New York, NY—New Leaders urged members of Congress to prioritize school leadership as a core school improvement strategy when reauthorizing the Elementary and Secondary Education Act (ESEA) as well as through the annual appropriations process.

Too often, leadership is viewed as an afterthought rather than an indispensable ingredient in teacher, school, and district improvement. Through ESEA reauthorization and appropriations, federal lawmakers have two critical opportunities to leverage leadership as a central strategy in making all schools places where great teachers thrive and students excel.

Today, New Leaders released four Profiles in Leadership to call attention to these opportunities. Each profile brings to life the work of outstanding New Leader principals and district leaders and illustrates how federal policies and programs can accelerate the success of the students we serve.

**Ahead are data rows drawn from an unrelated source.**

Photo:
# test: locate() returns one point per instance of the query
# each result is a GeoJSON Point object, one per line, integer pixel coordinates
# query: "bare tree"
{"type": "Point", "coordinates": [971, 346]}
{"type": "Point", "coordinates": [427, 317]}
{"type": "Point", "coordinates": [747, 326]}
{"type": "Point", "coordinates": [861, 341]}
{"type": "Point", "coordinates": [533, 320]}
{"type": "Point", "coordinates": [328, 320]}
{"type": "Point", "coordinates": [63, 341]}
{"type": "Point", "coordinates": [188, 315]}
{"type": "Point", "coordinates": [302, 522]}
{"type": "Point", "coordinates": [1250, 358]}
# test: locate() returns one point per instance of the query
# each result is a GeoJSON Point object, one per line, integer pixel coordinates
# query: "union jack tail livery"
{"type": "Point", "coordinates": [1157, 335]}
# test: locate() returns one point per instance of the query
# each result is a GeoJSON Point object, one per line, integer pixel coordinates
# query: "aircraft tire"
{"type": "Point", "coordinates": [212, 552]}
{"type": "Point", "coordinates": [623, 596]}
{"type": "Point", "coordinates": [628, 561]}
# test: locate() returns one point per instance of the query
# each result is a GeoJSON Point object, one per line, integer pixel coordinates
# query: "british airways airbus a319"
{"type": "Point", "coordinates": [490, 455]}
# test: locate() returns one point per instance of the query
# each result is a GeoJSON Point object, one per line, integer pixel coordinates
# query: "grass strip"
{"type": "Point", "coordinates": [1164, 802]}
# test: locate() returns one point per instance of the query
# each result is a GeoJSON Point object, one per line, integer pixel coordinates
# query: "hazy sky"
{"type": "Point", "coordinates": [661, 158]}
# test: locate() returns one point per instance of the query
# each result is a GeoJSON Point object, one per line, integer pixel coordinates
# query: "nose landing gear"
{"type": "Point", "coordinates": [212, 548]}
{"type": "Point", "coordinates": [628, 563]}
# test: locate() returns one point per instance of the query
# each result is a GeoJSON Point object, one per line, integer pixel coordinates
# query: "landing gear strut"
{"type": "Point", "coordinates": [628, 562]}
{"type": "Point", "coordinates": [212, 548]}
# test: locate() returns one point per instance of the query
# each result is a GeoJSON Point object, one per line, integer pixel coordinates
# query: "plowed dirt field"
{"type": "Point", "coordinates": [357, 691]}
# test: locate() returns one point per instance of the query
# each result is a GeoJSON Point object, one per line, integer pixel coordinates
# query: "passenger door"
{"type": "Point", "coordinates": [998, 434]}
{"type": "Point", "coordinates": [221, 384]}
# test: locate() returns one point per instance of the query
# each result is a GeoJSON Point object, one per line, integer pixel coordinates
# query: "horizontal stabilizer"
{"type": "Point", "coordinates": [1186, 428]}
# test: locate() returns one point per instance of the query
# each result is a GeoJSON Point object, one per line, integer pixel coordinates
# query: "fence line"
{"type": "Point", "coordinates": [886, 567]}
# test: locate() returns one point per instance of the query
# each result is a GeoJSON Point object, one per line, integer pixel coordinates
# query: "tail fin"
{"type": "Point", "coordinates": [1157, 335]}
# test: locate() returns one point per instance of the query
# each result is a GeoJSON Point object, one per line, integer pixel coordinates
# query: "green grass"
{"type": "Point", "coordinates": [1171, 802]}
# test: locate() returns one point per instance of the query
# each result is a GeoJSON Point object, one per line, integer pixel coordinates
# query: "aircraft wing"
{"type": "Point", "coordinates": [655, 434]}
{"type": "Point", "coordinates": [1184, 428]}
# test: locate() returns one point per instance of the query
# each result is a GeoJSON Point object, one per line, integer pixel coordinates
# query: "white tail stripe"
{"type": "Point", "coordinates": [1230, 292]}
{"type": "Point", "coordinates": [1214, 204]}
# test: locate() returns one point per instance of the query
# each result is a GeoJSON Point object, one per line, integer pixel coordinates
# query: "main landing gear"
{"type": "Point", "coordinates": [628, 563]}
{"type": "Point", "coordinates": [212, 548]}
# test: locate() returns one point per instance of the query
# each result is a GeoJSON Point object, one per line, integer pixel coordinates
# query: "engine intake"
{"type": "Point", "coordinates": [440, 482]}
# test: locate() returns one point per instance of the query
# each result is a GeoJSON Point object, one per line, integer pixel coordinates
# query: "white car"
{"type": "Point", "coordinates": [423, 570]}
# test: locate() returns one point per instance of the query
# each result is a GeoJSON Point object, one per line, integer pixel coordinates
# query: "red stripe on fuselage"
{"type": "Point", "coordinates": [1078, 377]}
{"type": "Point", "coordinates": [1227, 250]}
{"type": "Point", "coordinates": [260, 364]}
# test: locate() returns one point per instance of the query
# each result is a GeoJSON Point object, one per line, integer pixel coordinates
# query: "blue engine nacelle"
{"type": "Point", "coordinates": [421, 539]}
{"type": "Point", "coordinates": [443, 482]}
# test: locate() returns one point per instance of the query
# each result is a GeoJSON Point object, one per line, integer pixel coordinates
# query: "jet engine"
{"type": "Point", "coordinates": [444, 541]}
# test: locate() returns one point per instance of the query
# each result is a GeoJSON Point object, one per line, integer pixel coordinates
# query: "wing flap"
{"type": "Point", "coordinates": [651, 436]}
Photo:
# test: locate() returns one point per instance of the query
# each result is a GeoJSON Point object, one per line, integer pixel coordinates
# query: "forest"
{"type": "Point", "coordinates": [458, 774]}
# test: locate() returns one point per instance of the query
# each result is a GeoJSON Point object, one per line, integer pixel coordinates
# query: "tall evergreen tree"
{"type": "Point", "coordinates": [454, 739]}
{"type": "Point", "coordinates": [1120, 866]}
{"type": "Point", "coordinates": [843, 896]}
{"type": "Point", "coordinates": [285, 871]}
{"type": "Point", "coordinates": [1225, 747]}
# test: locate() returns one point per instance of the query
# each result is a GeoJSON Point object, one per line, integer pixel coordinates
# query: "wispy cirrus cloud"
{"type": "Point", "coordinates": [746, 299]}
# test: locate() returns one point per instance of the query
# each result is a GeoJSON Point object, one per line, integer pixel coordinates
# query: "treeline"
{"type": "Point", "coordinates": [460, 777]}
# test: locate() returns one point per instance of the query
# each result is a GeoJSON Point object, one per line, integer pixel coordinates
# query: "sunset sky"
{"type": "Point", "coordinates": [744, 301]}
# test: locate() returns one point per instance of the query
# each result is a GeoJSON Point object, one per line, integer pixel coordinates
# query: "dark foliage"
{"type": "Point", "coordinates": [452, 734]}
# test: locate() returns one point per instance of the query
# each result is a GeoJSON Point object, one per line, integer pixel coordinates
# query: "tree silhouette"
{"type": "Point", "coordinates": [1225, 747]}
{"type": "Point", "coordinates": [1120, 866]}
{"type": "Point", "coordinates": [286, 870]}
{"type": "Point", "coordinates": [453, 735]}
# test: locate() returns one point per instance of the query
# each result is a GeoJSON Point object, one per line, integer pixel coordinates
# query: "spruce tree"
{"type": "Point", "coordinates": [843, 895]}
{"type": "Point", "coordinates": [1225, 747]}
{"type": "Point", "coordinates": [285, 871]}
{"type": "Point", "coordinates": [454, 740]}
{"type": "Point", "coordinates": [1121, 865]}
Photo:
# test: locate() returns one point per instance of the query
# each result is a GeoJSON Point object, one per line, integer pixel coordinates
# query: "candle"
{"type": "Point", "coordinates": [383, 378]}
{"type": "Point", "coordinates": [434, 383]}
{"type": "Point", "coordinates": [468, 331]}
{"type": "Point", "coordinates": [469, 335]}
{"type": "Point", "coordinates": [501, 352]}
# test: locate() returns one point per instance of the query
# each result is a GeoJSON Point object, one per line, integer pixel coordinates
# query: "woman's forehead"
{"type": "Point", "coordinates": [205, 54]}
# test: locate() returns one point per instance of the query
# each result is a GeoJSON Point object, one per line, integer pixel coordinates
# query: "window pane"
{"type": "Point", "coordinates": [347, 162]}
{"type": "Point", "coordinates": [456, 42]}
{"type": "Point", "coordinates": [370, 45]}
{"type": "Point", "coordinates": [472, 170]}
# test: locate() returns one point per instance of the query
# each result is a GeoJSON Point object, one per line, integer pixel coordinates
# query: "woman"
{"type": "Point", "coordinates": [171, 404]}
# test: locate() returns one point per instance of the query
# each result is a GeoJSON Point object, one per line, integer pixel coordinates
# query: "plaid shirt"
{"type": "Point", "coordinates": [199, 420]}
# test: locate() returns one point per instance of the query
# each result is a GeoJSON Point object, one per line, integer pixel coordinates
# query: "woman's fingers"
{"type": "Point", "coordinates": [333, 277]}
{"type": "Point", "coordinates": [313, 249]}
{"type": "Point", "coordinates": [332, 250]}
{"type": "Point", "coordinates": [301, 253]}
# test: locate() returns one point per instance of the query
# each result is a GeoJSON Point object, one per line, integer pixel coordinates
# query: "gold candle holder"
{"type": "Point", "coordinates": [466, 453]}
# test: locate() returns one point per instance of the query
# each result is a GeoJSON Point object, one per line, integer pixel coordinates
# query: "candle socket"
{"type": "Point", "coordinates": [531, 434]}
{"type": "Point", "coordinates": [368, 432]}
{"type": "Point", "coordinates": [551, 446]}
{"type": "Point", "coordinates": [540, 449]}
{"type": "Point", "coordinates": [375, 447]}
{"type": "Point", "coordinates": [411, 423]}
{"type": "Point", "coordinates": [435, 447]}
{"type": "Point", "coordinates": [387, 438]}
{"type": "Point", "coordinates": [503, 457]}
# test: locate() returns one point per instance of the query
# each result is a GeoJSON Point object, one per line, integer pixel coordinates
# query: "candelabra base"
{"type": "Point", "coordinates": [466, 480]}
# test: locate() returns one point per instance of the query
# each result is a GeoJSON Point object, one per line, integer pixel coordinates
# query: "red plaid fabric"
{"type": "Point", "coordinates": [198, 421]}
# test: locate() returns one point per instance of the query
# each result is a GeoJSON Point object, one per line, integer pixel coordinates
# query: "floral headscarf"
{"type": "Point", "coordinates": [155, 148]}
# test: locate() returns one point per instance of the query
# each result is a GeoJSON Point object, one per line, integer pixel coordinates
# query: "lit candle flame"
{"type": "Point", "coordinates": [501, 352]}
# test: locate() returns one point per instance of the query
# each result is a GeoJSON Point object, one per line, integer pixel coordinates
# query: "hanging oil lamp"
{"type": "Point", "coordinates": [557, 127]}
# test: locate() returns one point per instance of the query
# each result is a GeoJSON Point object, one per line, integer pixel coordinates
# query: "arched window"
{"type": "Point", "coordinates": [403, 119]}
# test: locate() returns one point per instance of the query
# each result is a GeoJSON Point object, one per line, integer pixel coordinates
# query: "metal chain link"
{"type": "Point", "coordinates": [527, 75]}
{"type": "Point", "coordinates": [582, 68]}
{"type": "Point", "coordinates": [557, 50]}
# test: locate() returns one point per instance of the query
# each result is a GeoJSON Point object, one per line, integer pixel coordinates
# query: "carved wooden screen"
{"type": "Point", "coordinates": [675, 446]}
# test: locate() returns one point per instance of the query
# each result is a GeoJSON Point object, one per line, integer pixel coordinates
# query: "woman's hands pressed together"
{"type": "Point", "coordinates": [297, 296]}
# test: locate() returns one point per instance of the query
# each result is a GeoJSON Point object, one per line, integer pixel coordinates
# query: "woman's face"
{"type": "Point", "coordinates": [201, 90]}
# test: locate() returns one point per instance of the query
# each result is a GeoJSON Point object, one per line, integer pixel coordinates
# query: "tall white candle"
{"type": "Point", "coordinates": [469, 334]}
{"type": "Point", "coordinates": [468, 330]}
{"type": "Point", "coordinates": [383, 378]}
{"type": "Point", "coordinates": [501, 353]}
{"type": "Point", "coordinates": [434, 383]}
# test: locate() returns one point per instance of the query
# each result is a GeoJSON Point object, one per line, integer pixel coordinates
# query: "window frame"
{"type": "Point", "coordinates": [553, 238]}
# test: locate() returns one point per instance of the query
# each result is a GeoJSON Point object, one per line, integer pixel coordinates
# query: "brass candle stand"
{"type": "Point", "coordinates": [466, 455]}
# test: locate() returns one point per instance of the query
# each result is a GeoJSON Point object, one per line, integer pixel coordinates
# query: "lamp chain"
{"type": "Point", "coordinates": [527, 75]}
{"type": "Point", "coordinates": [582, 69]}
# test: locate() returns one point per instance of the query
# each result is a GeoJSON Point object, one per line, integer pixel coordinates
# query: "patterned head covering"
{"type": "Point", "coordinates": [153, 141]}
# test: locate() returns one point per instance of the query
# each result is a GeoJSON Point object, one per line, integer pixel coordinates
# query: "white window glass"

  • Alfonso Carmona, the principal of Robert Healy Elementary School in Chicago, IL, highlights the need for federal investments in the School Leadership Program (SLP) to support cutting-edge, evidence-based strategies to improve principal effectiveness and to support principals and their teams.
  • Janeece Docal, the principal of Powell Elementary School in Washington, DC, illustrates the importance of expanding the Teacher Incentive Fund (TIF) and other federal programs to focus more on leaders and leadership development.
  • Leroy Gaines and Kimi Kean, the current and former principals of Acorn Woodland Elementary School in Oakland, CA, offer lessons about how the School Improvement Grant (SIG) program can better support dramatic and lasting improvement in struggling schools.
  • Michelle Pierre-Farid, the Chief Academic Officer for the Cleveland Metropolitan School District, discusses the importance of using ESEA Title II-A funds at the state and local levels for principal effectiveness activities.

The profiles exemplify the urgent need to recruit, prepare, and support effective school leaders. Without such concentrated efforts, we will leave principals unprepared and unsupported in their primary job of leading great teaching at scale. And we will certainly not be able to ensure that all students have access to an outstanding education that prepares them for success in college, careers, and life.

“Principals are critical to the success of any school improvement effort—from increasing academic rigor to developing and supporting teachers to building a strong school culture,” said Jean Desravines, Chief Executive Officer of New Leaders. “Every provision that Congress will debate next week is inextricably linked to and dependent on the quality of our nation’s 90,000 principals.”

New Leaders calls on Congress to ensure that important provisions in the Every Child Achieves Act of 2015 directly supporting school leadership are retained and, where appropriate, improved. These include support for aspiring and sitting principals in Title II, Part A; the School Leader Recruitment and Support Program, aimed at improving principal recruitment, preparation, and support; and the Teacher and School Leader Incentive Program, which supports the development of strong human capital management systems. Key provisions related to state accountability systems must also be strengthened, including granting greater autonomy for principals in parallel with meaningful accountability as well as identifying struggling schools in need of intervention.

And New Leaders urges members of Congress to give school leaders the attention, resources, and support they need—through both reauthorization and appropriations bills—to fulfill their transformative potential.